PermafrostDiscoveryGateway / viz-staging

PDG Visualization staging pipeline
Apache License 2.0
2 stars 4 forks source link

Integrate option to deduplicate data before tiling #55

Open julietcohen opened 4 months ago

julietcohen commented 4 months ago

Currently, deduplication in the visualization workflow starts after the input data has been staged and tiled. If deduplication is set to occur at any step in the workflow (staging, rasterization, and/or 3D tiling), then the duplicate rows are flagged with a boolean attribute, then the polygons that are True for that attribute are removed at the specified step.

For some datasets, deduplicating the data before it is tiled could be beneficial.

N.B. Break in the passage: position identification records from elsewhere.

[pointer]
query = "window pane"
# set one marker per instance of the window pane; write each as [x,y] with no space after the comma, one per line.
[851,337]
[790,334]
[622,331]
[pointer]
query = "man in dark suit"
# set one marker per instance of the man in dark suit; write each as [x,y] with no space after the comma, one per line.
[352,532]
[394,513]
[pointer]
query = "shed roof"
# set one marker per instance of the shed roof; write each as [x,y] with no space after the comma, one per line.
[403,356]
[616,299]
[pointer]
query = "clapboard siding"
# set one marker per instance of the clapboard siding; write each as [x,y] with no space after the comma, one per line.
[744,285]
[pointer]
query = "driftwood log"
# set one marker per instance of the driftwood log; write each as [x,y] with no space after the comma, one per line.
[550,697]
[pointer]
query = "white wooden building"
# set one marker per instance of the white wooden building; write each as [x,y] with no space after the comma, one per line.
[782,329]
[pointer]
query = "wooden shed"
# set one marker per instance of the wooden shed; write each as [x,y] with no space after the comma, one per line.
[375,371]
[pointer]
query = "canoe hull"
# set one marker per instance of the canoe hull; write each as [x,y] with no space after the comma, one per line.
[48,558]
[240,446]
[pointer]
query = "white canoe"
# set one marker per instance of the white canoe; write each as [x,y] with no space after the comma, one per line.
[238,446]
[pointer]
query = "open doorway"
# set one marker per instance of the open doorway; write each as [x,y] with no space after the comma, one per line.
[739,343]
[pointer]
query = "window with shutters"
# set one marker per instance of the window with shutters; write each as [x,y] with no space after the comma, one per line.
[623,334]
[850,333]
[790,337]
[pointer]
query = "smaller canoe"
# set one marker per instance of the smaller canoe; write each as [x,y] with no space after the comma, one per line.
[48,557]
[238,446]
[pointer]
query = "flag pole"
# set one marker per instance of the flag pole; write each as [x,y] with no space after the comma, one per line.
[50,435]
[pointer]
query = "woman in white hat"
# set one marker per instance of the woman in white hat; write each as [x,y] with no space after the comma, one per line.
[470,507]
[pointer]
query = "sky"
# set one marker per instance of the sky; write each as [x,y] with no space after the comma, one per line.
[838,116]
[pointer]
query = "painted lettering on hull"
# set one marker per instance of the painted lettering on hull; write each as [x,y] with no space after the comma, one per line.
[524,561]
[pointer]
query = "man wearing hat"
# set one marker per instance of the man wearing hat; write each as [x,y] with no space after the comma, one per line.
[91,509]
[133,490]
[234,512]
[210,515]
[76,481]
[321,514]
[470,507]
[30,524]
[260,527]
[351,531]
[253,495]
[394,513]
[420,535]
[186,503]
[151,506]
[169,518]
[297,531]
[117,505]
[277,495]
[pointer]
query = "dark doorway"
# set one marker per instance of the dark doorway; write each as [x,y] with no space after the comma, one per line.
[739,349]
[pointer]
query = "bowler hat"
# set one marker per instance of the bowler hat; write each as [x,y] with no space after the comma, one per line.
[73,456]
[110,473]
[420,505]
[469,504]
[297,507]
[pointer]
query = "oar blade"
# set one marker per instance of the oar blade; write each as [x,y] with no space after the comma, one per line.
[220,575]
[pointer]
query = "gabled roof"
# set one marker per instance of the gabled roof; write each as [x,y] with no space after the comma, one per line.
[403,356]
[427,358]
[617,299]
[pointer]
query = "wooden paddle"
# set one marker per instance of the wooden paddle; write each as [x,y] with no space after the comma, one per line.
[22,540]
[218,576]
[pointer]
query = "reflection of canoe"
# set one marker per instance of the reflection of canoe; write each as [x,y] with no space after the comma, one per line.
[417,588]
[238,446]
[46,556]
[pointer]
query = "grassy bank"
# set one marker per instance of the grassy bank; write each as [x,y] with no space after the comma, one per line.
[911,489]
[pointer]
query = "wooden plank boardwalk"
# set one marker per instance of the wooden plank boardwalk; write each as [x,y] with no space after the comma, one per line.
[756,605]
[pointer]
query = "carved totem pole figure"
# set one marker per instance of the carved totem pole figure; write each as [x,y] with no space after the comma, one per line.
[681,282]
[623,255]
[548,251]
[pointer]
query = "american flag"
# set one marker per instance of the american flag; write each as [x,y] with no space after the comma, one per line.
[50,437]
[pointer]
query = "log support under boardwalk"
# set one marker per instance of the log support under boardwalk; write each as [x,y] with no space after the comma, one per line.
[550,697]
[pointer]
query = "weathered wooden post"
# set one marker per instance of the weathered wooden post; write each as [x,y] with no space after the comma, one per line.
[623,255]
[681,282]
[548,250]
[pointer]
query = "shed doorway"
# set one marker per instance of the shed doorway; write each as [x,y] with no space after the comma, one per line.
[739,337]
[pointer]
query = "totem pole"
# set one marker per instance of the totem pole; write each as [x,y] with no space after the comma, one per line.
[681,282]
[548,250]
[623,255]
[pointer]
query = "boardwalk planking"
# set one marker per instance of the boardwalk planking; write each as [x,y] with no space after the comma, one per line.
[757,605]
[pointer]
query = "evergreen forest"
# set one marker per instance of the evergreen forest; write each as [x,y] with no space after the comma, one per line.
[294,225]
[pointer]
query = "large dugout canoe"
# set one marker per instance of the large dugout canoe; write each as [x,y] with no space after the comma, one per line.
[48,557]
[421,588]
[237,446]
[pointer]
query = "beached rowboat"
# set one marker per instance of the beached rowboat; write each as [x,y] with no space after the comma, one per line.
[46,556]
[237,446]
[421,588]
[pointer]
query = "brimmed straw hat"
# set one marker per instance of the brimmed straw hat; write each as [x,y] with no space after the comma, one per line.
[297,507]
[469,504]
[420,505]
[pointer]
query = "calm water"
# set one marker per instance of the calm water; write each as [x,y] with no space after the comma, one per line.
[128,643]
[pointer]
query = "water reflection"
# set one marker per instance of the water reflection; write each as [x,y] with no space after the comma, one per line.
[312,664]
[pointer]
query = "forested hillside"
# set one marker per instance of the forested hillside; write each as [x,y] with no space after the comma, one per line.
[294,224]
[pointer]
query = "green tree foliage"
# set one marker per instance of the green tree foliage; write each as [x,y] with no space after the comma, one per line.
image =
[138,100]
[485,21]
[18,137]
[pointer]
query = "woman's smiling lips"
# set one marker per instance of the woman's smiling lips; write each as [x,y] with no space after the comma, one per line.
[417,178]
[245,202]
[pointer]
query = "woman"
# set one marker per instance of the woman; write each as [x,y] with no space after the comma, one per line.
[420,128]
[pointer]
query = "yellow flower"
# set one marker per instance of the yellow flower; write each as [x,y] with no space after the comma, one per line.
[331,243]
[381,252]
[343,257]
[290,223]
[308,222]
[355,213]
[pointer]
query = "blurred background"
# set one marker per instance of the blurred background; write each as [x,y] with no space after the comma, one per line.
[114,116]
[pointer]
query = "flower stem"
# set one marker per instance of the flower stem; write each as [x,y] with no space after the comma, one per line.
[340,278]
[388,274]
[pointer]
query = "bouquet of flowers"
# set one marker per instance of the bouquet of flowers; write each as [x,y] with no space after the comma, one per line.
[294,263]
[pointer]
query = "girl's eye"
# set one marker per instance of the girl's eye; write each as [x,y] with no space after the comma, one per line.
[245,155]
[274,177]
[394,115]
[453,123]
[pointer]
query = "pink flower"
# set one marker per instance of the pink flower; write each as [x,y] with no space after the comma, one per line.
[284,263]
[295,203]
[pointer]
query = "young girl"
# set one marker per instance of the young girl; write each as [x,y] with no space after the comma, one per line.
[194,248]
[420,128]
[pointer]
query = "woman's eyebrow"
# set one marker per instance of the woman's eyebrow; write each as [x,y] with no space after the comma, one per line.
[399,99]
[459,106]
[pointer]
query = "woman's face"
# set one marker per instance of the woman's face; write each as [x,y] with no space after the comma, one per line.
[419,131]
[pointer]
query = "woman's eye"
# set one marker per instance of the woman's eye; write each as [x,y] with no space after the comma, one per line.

For example, Ingmar Nitze's Arctic lake change dataset is composed of UTM zones that overlap at the edges, and he prefers to have the data deduplicated before it is input into the viz-workflow. That way, whether users are interested in the viz output (tilesets of lakes) or the input data, they can have access to only the deduplicated data.

This functionality is in the exploratory phase. An example of applying of the neighbor deduplication approach to non-tiled data can be found in this issue. One way this functionality could be integrated into the viz-staging package is by adding more acceptable inputs for the deduplication options in the config. An example: deduplicate_at could accept a new option like "before_tiling". In addition to new flexibility in the config, certain pre-deduplication steps would need to happen such as adding a source_file attribute to the input data.

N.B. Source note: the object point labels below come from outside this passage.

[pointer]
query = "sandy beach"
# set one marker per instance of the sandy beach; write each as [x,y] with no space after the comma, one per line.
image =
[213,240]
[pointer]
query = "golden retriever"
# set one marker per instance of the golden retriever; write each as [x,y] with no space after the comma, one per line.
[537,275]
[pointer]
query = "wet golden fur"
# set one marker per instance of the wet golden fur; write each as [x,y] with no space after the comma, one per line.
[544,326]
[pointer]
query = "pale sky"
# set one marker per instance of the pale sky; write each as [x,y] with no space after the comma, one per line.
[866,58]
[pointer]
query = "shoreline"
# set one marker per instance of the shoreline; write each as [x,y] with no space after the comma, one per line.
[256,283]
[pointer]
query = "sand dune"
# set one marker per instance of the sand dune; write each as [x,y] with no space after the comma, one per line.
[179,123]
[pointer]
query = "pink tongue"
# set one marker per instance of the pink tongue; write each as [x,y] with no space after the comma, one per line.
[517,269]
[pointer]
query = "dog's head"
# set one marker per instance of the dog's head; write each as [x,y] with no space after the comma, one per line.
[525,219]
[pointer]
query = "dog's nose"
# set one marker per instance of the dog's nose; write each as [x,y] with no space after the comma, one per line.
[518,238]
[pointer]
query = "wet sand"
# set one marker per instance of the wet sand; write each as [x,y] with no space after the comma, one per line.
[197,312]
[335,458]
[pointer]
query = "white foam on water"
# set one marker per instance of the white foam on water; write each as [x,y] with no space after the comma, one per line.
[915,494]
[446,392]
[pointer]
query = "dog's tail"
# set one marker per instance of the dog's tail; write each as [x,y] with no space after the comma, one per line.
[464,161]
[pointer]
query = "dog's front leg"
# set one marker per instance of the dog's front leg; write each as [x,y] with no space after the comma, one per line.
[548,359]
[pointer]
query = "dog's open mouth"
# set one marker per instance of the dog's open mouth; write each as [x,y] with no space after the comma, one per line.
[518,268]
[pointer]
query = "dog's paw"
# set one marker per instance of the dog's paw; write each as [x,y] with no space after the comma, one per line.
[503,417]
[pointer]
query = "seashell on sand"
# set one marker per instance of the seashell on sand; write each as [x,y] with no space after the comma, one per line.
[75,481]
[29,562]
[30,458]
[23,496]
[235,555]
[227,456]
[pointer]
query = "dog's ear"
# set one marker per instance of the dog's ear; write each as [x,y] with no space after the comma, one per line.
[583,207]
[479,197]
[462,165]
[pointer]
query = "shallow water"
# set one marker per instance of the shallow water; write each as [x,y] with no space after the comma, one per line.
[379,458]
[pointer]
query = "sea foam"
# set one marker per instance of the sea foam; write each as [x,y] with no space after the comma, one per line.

julietcohen commented 2 months ago

One more consideration for this feature is that any polygons that intersect the antimeridian in the input data will need to be split prior to deduplication, which is cohesive with the need for them to be split before we stage the files anyway. This was identified with the lake change data (see here). I included an example of how to do this in R here, and example in Python is here.